We're back! I'm so tired. I couldn't wait to get in bed with the kitties and cuddle, but I couldn't get any sleep, with all the fur and cuddlyness. Everyone wants to sleep on my face. There's a joke in there some where.
I'm going to go back to sleep after I'm done writing to you. I had to get up and come in here to make a phone call. All I want to do today is sleep.
Yesterday I was bending down to pet some corgies and one of them reached up his little paw to pet my face or do something friendly with it, but his little hand slipped and scratched my eye. Now I have a bloody blob in my eye. I knew I had hurt it but I just kept talking to the dogs owners and trying to be friendly and polite, but when I came inside and saw it, I was so surprised. I wondered if they had seen it and if so why didn't they say anything. "Oh dear, our Corgies seem to have maimed your eye, terribly sorry about that."
I hate the clutter and furryness of my house, but I can't live without my kittynessness.

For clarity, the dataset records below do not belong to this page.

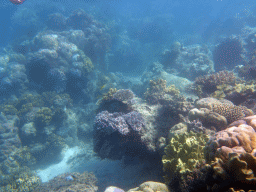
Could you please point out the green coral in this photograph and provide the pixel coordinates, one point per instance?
(183, 153)
(87, 63)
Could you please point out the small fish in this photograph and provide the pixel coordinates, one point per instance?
(17, 2)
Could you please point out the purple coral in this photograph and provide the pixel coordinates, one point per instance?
(134, 120)
(123, 123)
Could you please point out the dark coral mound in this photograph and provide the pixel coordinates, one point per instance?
(227, 54)
(118, 134)
(117, 101)
(75, 182)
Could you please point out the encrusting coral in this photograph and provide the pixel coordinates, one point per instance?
(151, 186)
(237, 93)
(231, 155)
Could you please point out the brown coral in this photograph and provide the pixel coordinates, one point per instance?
(208, 83)
(239, 138)
(158, 92)
(224, 108)
(237, 93)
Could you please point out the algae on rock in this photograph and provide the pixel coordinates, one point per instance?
(183, 153)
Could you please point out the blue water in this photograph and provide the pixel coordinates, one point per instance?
(125, 42)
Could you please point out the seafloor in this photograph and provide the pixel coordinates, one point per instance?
(82, 112)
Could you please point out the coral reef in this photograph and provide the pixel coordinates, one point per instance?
(194, 61)
(159, 93)
(238, 138)
(12, 78)
(183, 153)
(151, 186)
(238, 93)
(227, 54)
(169, 97)
(117, 134)
(117, 101)
(169, 57)
(231, 157)
(208, 84)
(217, 113)
(113, 189)
(236, 174)
(97, 40)
(77, 182)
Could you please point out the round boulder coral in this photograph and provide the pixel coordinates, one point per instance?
(239, 138)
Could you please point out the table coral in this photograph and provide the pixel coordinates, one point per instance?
(209, 83)
(117, 133)
(183, 153)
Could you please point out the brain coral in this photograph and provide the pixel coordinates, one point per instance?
(224, 108)
(239, 138)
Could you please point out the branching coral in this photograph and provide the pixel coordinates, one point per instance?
(184, 153)
(117, 100)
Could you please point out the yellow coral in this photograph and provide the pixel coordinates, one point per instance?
(184, 153)
(87, 63)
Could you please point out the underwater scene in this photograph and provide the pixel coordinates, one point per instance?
(128, 96)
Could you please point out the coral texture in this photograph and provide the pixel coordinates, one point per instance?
(183, 153)
(117, 101)
(239, 138)
(238, 173)
(117, 133)
(151, 186)
(77, 182)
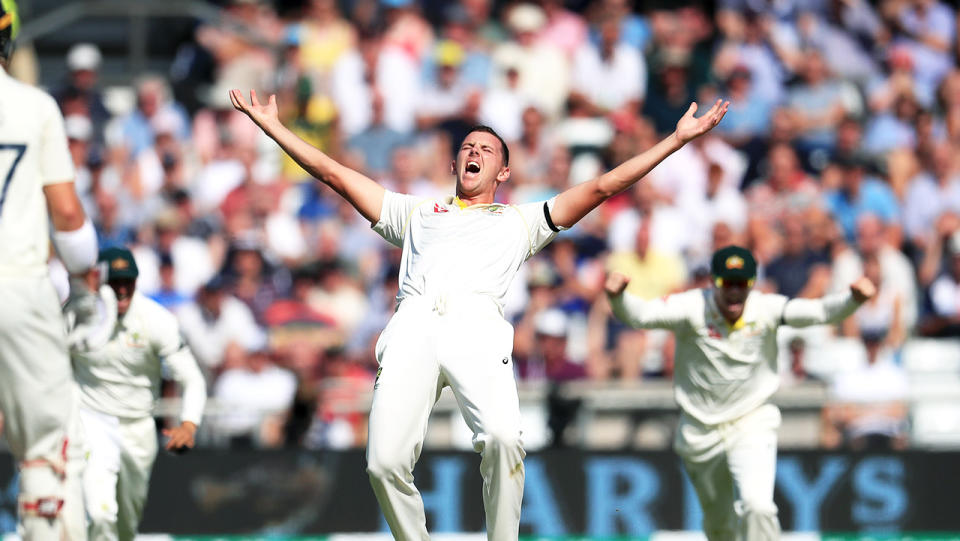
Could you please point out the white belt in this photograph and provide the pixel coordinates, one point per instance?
(450, 303)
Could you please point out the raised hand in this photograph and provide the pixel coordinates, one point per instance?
(863, 289)
(616, 283)
(260, 114)
(689, 128)
(181, 437)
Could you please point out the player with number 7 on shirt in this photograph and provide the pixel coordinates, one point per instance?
(459, 255)
(725, 371)
(37, 397)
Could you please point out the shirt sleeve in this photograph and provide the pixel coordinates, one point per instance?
(829, 309)
(670, 312)
(539, 225)
(56, 165)
(182, 366)
(395, 216)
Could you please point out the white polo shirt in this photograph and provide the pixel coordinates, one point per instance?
(451, 249)
(722, 371)
(33, 154)
(122, 378)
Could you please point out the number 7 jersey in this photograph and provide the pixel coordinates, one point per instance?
(33, 154)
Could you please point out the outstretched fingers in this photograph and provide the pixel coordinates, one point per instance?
(236, 98)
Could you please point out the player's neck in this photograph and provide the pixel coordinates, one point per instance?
(479, 199)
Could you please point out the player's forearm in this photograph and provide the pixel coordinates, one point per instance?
(634, 311)
(188, 375)
(574, 203)
(359, 190)
(629, 172)
(310, 158)
(828, 309)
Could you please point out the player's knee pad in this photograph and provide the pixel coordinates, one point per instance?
(42, 490)
(385, 466)
(499, 441)
(758, 521)
(719, 528)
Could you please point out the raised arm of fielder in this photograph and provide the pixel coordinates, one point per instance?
(828, 309)
(574, 203)
(670, 311)
(362, 192)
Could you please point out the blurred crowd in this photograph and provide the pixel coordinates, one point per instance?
(838, 157)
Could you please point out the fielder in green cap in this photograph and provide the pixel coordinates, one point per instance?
(725, 371)
(118, 361)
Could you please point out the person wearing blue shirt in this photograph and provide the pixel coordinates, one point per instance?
(860, 195)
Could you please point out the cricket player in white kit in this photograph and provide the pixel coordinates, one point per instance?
(725, 373)
(119, 360)
(37, 395)
(459, 257)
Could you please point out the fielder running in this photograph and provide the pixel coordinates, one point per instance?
(459, 256)
(725, 373)
(119, 359)
(37, 396)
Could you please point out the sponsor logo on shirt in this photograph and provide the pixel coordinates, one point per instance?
(734, 262)
(135, 340)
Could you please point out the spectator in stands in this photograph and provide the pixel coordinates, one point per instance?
(193, 258)
(110, 230)
(895, 268)
(167, 295)
(927, 29)
(256, 396)
(564, 29)
(451, 104)
(798, 271)
(340, 422)
(930, 193)
(324, 37)
(787, 188)
(881, 315)
(530, 158)
(750, 111)
(375, 87)
(549, 362)
(543, 71)
(653, 273)
(214, 322)
(820, 102)
(944, 293)
(251, 278)
(153, 98)
(634, 28)
(79, 93)
(610, 76)
(867, 409)
(858, 195)
(375, 144)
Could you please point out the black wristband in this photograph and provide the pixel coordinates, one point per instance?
(546, 214)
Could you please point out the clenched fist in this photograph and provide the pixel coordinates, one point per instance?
(863, 289)
(616, 283)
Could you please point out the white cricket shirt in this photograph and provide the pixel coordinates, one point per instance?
(723, 371)
(122, 378)
(33, 154)
(449, 249)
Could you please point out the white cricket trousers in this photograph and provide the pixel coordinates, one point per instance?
(39, 402)
(732, 467)
(119, 462)
(465, 343)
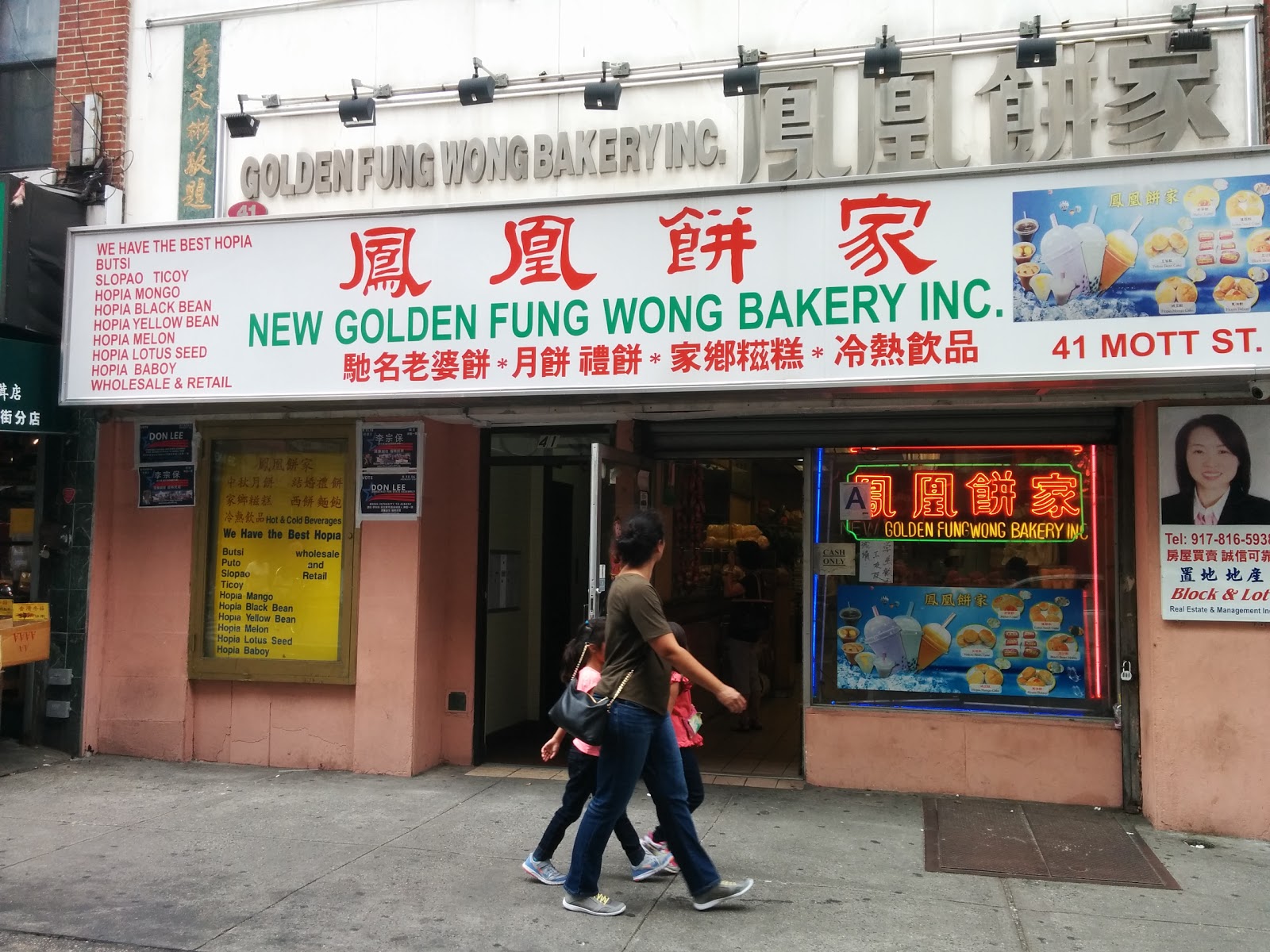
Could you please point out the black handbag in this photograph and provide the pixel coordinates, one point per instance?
(582, 715)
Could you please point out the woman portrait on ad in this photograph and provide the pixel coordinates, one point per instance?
(1214, 473)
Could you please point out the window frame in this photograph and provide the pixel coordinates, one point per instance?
(819, 696)
(36, 67)
(343, 670)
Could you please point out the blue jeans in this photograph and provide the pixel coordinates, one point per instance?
(639, 742)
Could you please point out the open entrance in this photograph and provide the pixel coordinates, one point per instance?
(732, 577)
(537, 517)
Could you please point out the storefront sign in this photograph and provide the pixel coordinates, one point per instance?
(1214, 513)
(164, 486)
(29, 389)
(279, 530)
(620, 152)
(902, 283)
(200, 92)
(962, 640)
(972, 503)
(906, 122)
(835, 559)
(162, 443)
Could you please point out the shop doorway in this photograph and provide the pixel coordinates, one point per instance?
(537, 597)
(734, 582)
(734, 555)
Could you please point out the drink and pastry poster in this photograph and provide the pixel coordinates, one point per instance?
(1214, 513)
(1191, 247)
(939, 640)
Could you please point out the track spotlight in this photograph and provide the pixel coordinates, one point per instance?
(480, 89)
(883, 60)
(1191, 40)
(1034, 50)
(359, 111)
(742, 80)
(241, 125)
(603, 94)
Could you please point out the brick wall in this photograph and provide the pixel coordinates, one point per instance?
(92, 57)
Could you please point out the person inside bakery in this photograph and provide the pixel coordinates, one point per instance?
(1214, 474)
(749, 616)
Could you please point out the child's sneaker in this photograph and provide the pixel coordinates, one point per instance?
(652, 866)
(543, 871)
(651, 844)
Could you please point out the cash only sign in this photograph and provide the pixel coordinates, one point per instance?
(1115, 270)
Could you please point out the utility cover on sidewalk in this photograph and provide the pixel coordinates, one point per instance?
(1038, 842)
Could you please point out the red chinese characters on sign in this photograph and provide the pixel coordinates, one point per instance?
(539, 248)
(749, 355)
(888, 349)
(933, 495)
(417, 366)
(992, 493)
(1056, 495)
(381, 262)
(723, 238)
(882, 495)
(880, 224)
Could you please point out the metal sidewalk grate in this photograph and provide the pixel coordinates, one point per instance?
(1038, 842)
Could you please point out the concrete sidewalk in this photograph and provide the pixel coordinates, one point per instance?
(133, 854)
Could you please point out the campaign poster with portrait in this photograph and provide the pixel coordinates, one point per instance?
(1214, 513)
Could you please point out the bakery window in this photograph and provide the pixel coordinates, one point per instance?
(963, 577)
(273, 555)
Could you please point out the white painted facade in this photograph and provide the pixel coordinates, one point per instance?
(314, 51)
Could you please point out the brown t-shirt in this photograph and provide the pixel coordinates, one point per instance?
(634, 619)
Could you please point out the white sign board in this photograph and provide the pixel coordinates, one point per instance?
(854, 501)
(836, 559)
(888, 281)
(1214, 513)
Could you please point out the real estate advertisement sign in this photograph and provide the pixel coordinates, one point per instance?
(1214, 513)
(887, 281)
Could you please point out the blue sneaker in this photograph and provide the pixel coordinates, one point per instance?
(543, 871)
(652, 866)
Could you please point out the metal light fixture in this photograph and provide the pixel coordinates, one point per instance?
(742, 79)
(603, 94)
(1034, 50)
(359, 111)
(480, 89)
(1191, 40)
(883, 60)
(241, 125)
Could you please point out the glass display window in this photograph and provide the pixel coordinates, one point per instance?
(971, 577)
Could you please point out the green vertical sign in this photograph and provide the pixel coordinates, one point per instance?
(200, 89)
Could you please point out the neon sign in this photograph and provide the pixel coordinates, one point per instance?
(972, 503)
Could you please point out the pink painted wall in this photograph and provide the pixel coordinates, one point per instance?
(416, 628)
(976, 755)
(1206, 736)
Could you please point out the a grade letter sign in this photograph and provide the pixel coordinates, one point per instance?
(891, 281)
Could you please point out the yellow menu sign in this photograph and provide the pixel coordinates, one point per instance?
(277, 551)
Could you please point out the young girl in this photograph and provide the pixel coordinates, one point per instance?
(686, 720)
(583, 759)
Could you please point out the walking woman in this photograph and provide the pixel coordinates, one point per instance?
(641, 739)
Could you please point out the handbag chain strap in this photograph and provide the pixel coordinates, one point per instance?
(629, 676)
(581, 659)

When I go away and come back it always hits me, how furry it is here. Too furry.
I had fun cuddling with Sunny this morning. He's so big and beautiful. He likes to be near me but on the fringes of things. He'll sleep about two feet away, as opposed to on my face or head or pillow like most of my other cat-people-friends.
Beau had me driving all over the place yesterday looking for e-cards for his beloved Animal Crossing. I love that game, it's so sweet.
I need a bigger house with some cat-free zones.
I'm way behind my November fifty-thousand word goal. Think I can catch up? Okay my journal compatriot darlings, back to bed, wish me luck.
PS: Darn this Warped weirdness, how do I fix this? Does this mean I've lost everything I ever uploaded to them? Or do I just need to do something about it?